Published: 00:00, 09 November 2006
TWO amphibious cars were driven across the Channel from Dover to Calais on Monday, setting a new record, and highlighting a dispute a Kent landowner has with the Environment Agency.
Doug Hilton, who runs the Buckland Lake Reserve on the Thames Estuary at Cliffe, near Rochester, wants to put clean soil in the lake to strengthen banks which support roads around the reserve.
But the Environment Agency is insisting on restrictions which mean Mr Hilton could be liable to pay Landfill Tax, and could cost him £2.5 million.
"When I took the reserve on five years ago I thought it would cost me £40,000. So far it has cost me £230,000," he said.
He has been in dispute with the agency for four years.
"I want a meeting with top agency executives to sort it out, but nothing has happened. If I was in France, there would be no problem."

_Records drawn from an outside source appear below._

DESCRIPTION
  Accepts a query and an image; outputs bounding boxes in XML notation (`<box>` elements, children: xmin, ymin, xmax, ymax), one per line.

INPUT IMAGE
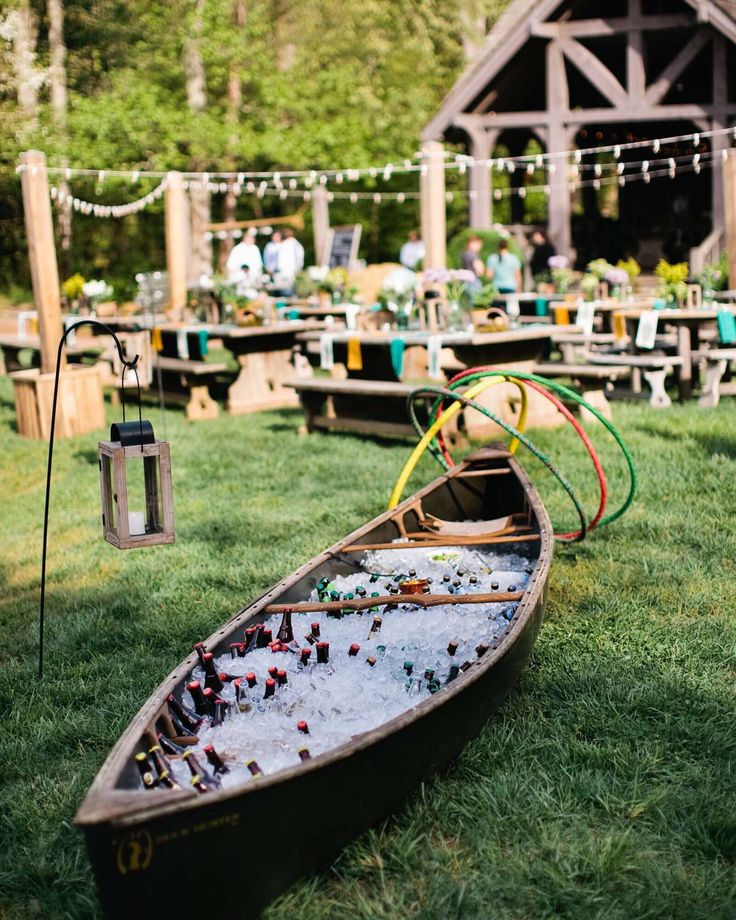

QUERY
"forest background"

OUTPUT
<box><xmin>0</xmin><ymin>0</ymin><xmax>508</xmax><ymax>303</ymax></box>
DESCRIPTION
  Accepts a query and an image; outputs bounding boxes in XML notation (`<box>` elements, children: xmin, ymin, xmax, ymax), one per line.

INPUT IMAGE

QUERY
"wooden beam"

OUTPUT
<box><xmin>312</xmin><ymin>185</ymin><xmax>330</xmax><ymax>265</ymax></box>
<box><xmin>164</xmin><ymin>172</ymin><xmax>189</xmax><ymax>311</ymax></box>
<box><xmin>644</xmin><ymin>28</ymin><xmax>712</xmax><ymax>105</ymax></box>
<box><xmin>561</xmin><ymin>39</ymin><xmax>629</xmax><ymax>106</ymax></box>
<box><xmin>723</xmin><ymin>150</ymin><xmax>736</xmax><ymax>288</ymax></box>
<box><xmin>419</xmin><ymin>141</ymin><xmax>447</xmax><ymax>268</ymax></box>
<box><xmin>20</xmin><ymin>150</ymin><xmax>64</xmax><ymax>374</ymax></box>
<box><xmin>530</xmin><ymin>13</ymin><xmax>695</xmax><ymax>39</ymax></box>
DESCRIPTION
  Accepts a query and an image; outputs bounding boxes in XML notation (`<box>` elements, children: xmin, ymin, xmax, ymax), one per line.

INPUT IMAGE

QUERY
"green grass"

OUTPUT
<box><xmin>0</xmin><ymin>379</ymin><xmax>736</xmax><ymax>920</ymax></box>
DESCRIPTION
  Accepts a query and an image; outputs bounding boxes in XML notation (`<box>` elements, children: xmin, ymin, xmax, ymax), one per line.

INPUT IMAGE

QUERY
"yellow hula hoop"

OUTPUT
<box><xmin>388</xmin><ymin>374</ymin><xmax>528</xmax><ymax>509</ymax></box>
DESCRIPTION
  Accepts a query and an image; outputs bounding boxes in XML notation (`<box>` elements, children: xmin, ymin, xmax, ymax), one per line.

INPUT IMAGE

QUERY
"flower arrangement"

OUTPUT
<box><xmin>654</xmin><ymin>259</ymin><xmax>690</xmax><ymax>304</ymax></box>
<box><xmin>547</xmin><ymin>256</ymin><xmax>575</xmax><ymax>294</ymax></box>
<box><xmin>616</xmin><ymin>257</ymin><xmax>641</xmax><ymax>284</ymax></box>
<box><xmin>422</xmin><ymin>268</ymin><xmax>477</xmax><ymax>303</ymax></box>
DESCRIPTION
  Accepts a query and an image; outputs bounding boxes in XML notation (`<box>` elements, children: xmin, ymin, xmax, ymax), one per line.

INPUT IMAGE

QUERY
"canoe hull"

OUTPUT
<box><xmin>77</xmin><ymin>449</ymin><xmax>553</xmax><ymax>918</ymax></box>
<box><xmin>85</xmin><ymin>584</ymin><xmax>544</xmax><ymax>918</ymax></box>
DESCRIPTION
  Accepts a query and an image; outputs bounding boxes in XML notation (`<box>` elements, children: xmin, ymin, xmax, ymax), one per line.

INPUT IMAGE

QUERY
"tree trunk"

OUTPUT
<box><xmin>47</xmin><ymin>0</ymin><xmax>72</xmax><ymax>277</ymax></box>
<box><xmin>10</xmin><ymin>0</ymin><xmax>42</xmax><ymax>134</ymax></box>
<box><xmin>217</xmin><ymin>0</ymin><xmax>246</xmax><ymax>273</ymax></box>
<box><xmin>184</xmin><ymin>0</ymin><xmax>212</xmax><ymax>284</ymax></box>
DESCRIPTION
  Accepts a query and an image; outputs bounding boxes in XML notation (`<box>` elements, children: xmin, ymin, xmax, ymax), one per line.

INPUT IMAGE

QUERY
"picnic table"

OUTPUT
<box><xmin>622</xmin><ymin>306</ymin><xmax>736</xmax><ymax>400</ymax></box>
<box><xmin>206</xmin><ymin>320</ymin><xmax>323</xmax><ymax>415</ymax></box>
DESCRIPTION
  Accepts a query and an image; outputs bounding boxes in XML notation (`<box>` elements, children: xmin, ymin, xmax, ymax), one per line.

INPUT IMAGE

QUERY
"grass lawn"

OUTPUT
<box><xmin>0</xmin><ymin>379</ymin><xmax>736</xmax><ymax>920</ymax></box>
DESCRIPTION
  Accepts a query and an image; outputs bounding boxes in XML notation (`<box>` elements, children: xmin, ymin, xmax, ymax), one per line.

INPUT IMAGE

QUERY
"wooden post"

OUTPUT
<box><xmin>723</xmin><ymin>150</ymin><xmax>736</xmax><ymax>288</ymax></box>
<box><xmin>312</xmin><ymin>185</ymin><xmax>330</xmax><ymax>265</ymax></box>
<box><xmin>420</xmin><ymin>141</ymin><xmax>447</xmax><ymax>268</ymax></box>
<box><xmin>468</xmin><ymin>130</ymin><xmax>498</xmax><ymax>230</ymax></box>
<box><xmin>20</xmin><ymin>150</ymin><xmax>64</xmax><ymax>374</ymax></box>
<box><xmin>164</xmin><ymin>172</ymin><xmax>189</xmax><ymax>311</ymax></box>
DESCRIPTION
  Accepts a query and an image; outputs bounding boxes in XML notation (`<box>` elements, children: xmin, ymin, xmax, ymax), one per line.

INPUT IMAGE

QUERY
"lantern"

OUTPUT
<box><xmin>98</xmin><ymin>421</ymin><xmax>175</xmax><ymax>549</ymax></box>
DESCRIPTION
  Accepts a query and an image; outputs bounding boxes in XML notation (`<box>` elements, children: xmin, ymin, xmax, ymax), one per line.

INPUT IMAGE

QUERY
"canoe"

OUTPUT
<box><xmin>76</xmin><ymin>445</ymin><xmax>553</xmax><ymax>918</ymax></box>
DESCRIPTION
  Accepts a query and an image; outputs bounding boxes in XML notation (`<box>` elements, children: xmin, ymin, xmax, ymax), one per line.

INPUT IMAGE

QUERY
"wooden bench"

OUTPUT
<box><xmin>585</xmin><ymin>352</ymin><xmax>682</xmax><ymax>409</ymax></box>
<box><xmin>693</xmin><ymin>348</ymin><xmax>736</xmax><ymax>409</ymax></box>
<box><xmin>534</xmin><ymin>362</ymin><xmax>631</xmax><ymax>419</ymax></box>
<box><xmin>153</xmin><ymin>355</ymin><xmax>228</xmax><ymax>421</ymax></box>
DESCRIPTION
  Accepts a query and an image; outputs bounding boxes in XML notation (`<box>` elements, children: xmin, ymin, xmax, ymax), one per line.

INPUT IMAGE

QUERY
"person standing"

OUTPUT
<box><xmin>263</xmin><ymin>230</ymin><xmax>282</xmax><ymax>278</ymax></box>
<box><xmin>226</xmin><ymin>230</ymin><xmax>263</xmax><ymax>284</ymax></box>
<box><xmin>529</xmin><ymin>227</ymin><xmax>557</xmax><ymax>281</ymax></box>
<box><xmin>488</xmin><ymin>240</ymin><xmax>522</xmax><ymax>294</ymax></box>
<box><xmin>277</xmin><ymin>227</ymin><xmax>304</xmax><ymax>285</ymax></box>
<box><xmin>399</xmin><ymin>230</ymin><xmax>425</xmax><ymax>271</ymax></box>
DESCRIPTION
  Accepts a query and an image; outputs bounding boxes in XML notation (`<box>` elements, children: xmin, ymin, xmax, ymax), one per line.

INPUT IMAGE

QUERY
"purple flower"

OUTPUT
<box><xmin>604</xmin><ymin>268</ymin><xmax>629</xmax><ymax>286</ymax></box>
<box><xmin>422</xmin><ymin>268</ymin><xmax>450</xmax><ymax>284</ymax></box>
<box><xmin>448</xmin><ymin>268</ymin><xmax>475</xmax><ymax>284</ymax></box>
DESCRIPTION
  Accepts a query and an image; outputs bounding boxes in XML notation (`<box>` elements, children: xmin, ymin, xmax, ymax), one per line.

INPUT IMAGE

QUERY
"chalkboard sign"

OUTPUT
<box><xmin>323</xmin><ymin>224</ymin><xmax>363</xmax><ymax>271</ymax></box>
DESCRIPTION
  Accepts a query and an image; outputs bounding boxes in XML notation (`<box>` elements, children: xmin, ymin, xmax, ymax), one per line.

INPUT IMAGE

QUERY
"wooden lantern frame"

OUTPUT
<box><xmin>97</xmin><ymin>422</ymin><xmax>176</xmax><ymax>549</ymax></box>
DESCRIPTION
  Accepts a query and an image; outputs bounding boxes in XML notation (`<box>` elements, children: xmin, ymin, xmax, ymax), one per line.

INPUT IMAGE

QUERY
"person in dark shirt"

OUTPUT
<box><xmin>529</xmin><ymin>228</ymin><xmax>557</xmax><ymax>278</ymax></box>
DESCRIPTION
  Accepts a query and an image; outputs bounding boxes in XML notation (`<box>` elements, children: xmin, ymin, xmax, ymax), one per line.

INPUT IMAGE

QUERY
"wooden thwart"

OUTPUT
<box><xmin>340</xmin><ymin>533</ymin><xmax>539</xmax><ymax>553</ymax></box>
<box><xmin>263</xmin><ymin>591</ymin><xmax>524</xmax><ymax>613</ymax></box>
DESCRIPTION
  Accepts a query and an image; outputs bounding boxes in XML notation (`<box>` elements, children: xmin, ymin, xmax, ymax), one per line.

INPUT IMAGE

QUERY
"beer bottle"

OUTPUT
<box><xmin>192</xmin><ymin>773</ymin><xmax>210</xmax><ymax>793</ymax></box>
<box><xmin>135</xmin><ymin>751</ymin><xmax>158</xmax><ymax>789</ymax></box>
<box><xmin>276</xmin><ymin>610</ymin><xmax>294</xmax><ymax>644</ymax></box>
<box><xmin>187</xmin><ymin>680</ymin><xmax>210</xmax><ymax>721</ymax></box>
<box><xmin>211</xmin><ymin>696</ymin><xmax>227</xmax><ymax>728</ymax></box>
<box><xmin>156</xmin><ymin>732</ymin><xmax>186</xmax><ymax>757</ymax></box>
<box><xmin>202</xmin><ymin>744</ymin><xmax>230</xmax><ymax>773</ymax></box>
<box><xmin>158</xmin><ymin>770</ymin><xmax>181</xmax><ymax>789</ymax></box>
<box><xmin>166</xmin><ymin>693</ymin><xmax>202</xmax><ymax>732</ymax></box>
<box><xmin>148</xmin><ymin>744</ymin><xmax>171</xmax><ymax>777</ymax></box>
<box><xmin>204</xmin><ymin>652</ymin><xmax>222</xmax><ymax>693</ymax></box>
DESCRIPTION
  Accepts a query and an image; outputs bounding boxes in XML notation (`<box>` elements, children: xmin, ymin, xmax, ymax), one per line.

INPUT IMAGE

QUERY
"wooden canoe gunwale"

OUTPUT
<box><xmin>75</xmin><ymin>449</ymin><xmax>553</xmax><ymax>828</ymax></box>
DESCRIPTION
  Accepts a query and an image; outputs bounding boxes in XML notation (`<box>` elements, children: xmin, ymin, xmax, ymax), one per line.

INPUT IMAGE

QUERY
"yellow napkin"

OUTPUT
<box><xmin>348</xmin><ymin>336</ymin><xmax>363</xmax><ymax>371</ymax></box>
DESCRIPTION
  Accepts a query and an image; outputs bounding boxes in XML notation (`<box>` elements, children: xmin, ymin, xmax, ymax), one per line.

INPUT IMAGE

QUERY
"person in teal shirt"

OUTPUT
<box><xmin>488</xmin><ymin>240</ymin><xmax>521</xmax><ymax>294</ymax></box>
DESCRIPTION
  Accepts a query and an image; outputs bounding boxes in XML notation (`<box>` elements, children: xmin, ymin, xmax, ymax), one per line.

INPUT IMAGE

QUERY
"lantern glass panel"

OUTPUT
<box><xmin>125</xmin><ymin>456</ymin><xmax>163</xmax><ymax>537</ymax></box>
<box><xmin>100</xmin><ymin>454</ymin><xmax>118</xmax><ymax>532</ymax></box>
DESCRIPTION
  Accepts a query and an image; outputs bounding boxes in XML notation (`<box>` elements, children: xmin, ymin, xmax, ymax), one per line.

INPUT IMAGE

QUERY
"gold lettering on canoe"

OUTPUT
<box><xmin>117</xmin><ymin>830</ymin><xmax>153</xmax><ymax>875</ymax></box>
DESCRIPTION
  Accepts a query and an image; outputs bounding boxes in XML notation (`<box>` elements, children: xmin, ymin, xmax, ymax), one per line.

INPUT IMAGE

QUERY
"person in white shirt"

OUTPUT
<box><xmin>226</xmin><ymin>230</ymin><xmax>263</xmax><ymax>284</ymax></box>
<box><xmin>263</xmin><ymin>230</ymin><xmax>282</xmax><ymax>277</ymax></box>
<box><xmin>278</xmin><ymin>227</ymin><xmax>304</xmax><ymax>284</ymax></box>
<box><xmin>399</xmin><ymin>230</ymin><xmax>424</xmax><ymax>271</ymax></box>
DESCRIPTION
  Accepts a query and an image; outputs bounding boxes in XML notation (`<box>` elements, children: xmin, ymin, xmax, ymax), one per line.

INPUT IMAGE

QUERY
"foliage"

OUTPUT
<box><xmin>447</xmin><ymin>227</ymin><xmax>524</xmax><ymax>268</ymax></box>
<box><xmin>61</xmin><ymin>272</ymin><xmax>86</xmax><ymax>301</ymax></box>
<box><xmin>0</xmin><ymin>378</ymin><xmax>736</xmax><ymax>920</ymax></box>
<box><xmin>0</xmin><ymin>0</ymin><xmax>506</xmax><ymax>290</ymax></box>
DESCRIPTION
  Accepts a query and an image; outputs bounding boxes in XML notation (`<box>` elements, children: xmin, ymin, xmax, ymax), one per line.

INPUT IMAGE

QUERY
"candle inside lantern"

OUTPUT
<box><xmin>128</xmin><ymin>511</ymin><xmax>146</xmax><ymax>537</ymax></box>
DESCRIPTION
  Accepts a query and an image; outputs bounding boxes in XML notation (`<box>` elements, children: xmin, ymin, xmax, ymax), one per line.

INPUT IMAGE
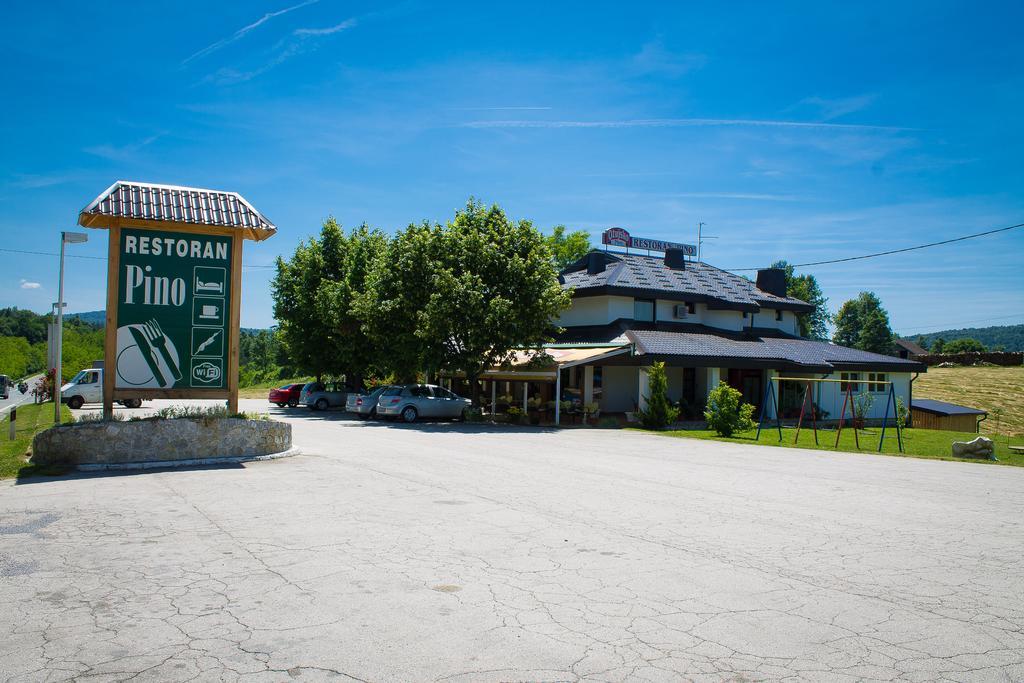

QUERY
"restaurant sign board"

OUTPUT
<box><xmin>601</xmin><ymin>227</ymin><xmax>697</xmax><ymax>256</ymax></box>
<box><xmin>114</xmin><ymin>228</ymin><xmax>232</xmax><ymax>390</ymax></box>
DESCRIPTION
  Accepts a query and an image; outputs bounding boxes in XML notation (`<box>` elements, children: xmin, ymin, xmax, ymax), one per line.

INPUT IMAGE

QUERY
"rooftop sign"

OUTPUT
<box><xmin>601</xmin><ymin>227</ymin><xmax>697</xmax><ymax>256</ymax></box>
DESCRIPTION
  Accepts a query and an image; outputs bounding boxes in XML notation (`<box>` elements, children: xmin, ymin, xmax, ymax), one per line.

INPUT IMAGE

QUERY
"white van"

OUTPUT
<box><xmin>60</xmin><ymin>368</ymin><xmax>142</xmax><ymax>411</ymax></box>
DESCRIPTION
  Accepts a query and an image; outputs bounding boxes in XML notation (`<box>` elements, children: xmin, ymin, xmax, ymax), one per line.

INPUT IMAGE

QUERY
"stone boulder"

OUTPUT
<box><xmin>32</xmin><ymin>418</ymin><xmax>292</xmax><ymax>468</ymax></box>
<box><xmin>953</xmin><ymin>436</ymin><xmax>995</xmax><ymax>460</ymax></box>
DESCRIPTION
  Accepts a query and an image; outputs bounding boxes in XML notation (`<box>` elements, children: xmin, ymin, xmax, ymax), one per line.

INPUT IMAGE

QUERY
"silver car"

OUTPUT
<box><xmin>301</xmin><ymin>382</ymin><xmax>351</xmax><ymax>411</ymax></box>
<box><xmin>377</xmin><ymin>384</ymin><xmax>472</xmax><ymax>422</ymax></box>
<box><xmin>345</xmin><ymin>386</ymin><xmax>392</xmax><ymax>420</ymax></box>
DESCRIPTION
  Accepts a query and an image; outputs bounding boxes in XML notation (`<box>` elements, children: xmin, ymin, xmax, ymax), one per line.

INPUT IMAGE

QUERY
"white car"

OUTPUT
<box><xmin>60</xmin><ymin>368</ymin><xmax>142</xmax><ymax>411</ymax></box>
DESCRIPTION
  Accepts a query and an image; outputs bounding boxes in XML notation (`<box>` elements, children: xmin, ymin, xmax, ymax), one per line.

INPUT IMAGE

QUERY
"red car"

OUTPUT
<box><xmin>267</xmin><ymin>384</ymin><xmax>305</xmax><ymax>408</ymax></box>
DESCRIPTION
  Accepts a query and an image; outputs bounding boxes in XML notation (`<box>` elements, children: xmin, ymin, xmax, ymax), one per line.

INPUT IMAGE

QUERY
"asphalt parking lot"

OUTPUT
<box><xmin>0</xmin><ymin>401</ymin><xmax>1024</xmax><ymax>681</ymax></box>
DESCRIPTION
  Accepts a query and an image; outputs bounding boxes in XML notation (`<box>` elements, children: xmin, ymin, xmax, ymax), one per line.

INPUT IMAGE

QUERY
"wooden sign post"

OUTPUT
<box><xmin>79</xmin><ymin>181</ymin><xmax>276</xmax><ymax>417</ymax></box>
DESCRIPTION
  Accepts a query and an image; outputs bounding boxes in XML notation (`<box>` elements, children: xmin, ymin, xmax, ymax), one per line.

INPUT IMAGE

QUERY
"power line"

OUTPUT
<box><xmin>0</xmin><ymin>249</ymin><xmax>274</xmax><ymax>268</ymax></box>
<box><xmin>723</xmin><ymin>223</ymin><xmax>1024</xmax><ymax>272</ymax></box>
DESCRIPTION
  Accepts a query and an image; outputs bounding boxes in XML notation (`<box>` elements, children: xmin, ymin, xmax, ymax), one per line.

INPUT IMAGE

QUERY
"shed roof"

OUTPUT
<box><xmin>78</xmin><ymin>180</ymin><xmax>278</xmax><ymax>240</ymax></box>
<box><xmin>910</xmin><ymin>398</ymin><xmax>988</xmax><ymax>417</ymax></box>
<box><xmin>559</xmin><ymin>252</ymin><xmax>814</xmax><ymax>312</ymax></box>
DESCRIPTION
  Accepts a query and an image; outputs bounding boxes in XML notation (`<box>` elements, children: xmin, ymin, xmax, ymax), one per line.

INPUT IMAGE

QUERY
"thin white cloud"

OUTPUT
<box><xmin>673</xmin><ymin>193</ymin><xmax>800</xmax><ymax>202</ymax></box>
<box><xmin>798</xmin><ymin>93</ymin><xmax>878</xmax><ymax>121</ymax></box>
<box><xmin>452</xmin><ymin>106</ymin><xmax>552</xmax><ymax>112</ymax></box>
<box><xmin>83</xmin><ymin>133</ymin><xmax>164</xmax><ymax>161</ymax></box>
<box><xmin>294</xmin><ymin>17</ymin><xmax>355</xmax><ymax>36</ymax></box>
<box><xmin>633</xmin><ymin>38</ymin><xmax>708</xmax><ymax>77</ymax></box>
<box><xmin>462</xmin><ymin>119</ymin><xmax>912</xmax><ymax>131</ymax></box>
<box><xmin>181</xmin><ymin>0</ymin><xmax>319</xmax><ymax>67</ymax></box>
<box><xmin>203</xmin><ymin>17</ymin><xmax>356</xmax><ymax>85</ymax></box>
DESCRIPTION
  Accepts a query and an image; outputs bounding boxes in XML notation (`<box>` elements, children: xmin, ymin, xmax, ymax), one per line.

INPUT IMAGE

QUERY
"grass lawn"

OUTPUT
<box><xmin>654</xmin><ymin>427</ymin><xmax>1024</xmax><ymax>467</ymax></box>
<box><xmin>0</xmin><ymin>401</ymin><xmax>72</xmax><ymax>479</ymax></box>
<box><xmin>239</xmin><ymin>377</ymin><xmax>313</xmax><ymax>398</ymax></box>
<box><xmin>913</xmin><ymin>366</ymin><xmax>1024</xmax><ymax>436</ymax></box>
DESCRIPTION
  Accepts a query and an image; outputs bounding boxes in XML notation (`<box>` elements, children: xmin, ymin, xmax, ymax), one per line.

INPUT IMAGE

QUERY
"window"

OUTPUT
<box><xmin>839</xmin><ymin>373</ymin><xmax>860</xmax><ymax>393</ymax></box>
<box><xmin>633</xmin><ymin>299</ymin><xmax>654</xmax><ymax>323</ymax></box>
<box><xmin>867</xmin><ymin>373</ymin><xmax>888</xmax><ymax>393</ymax></box>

So after staging a protest on Dover seafront on Monday morning with a manner calling for action, he set off for France, in an amphibious vehicle, a Dutton Commander, which he normally uses to get around his lake.
With him, driving an identical vehicle, was Tim Dutton, of Littlehampton, who manufactures the craft.
And attached to the top of Mr Hilton’s vehicle was Percy, a plastic goose. "I thought it appropriate that the ultimate amphibian should accompany us."
Mr Hilton said the only previous attempt by two cars to make such a crossing was in 1965 when one of them had to be towed ashore. He said he hoped to make it in five hours.
With pilot Lance Oram escorting them in a safety boat, Mr Hilton and Mr Dutton drove into the water from the slipway at Dover beach, and set off for France.
They drove ashore on Calais beach seven hours and nine minutes later.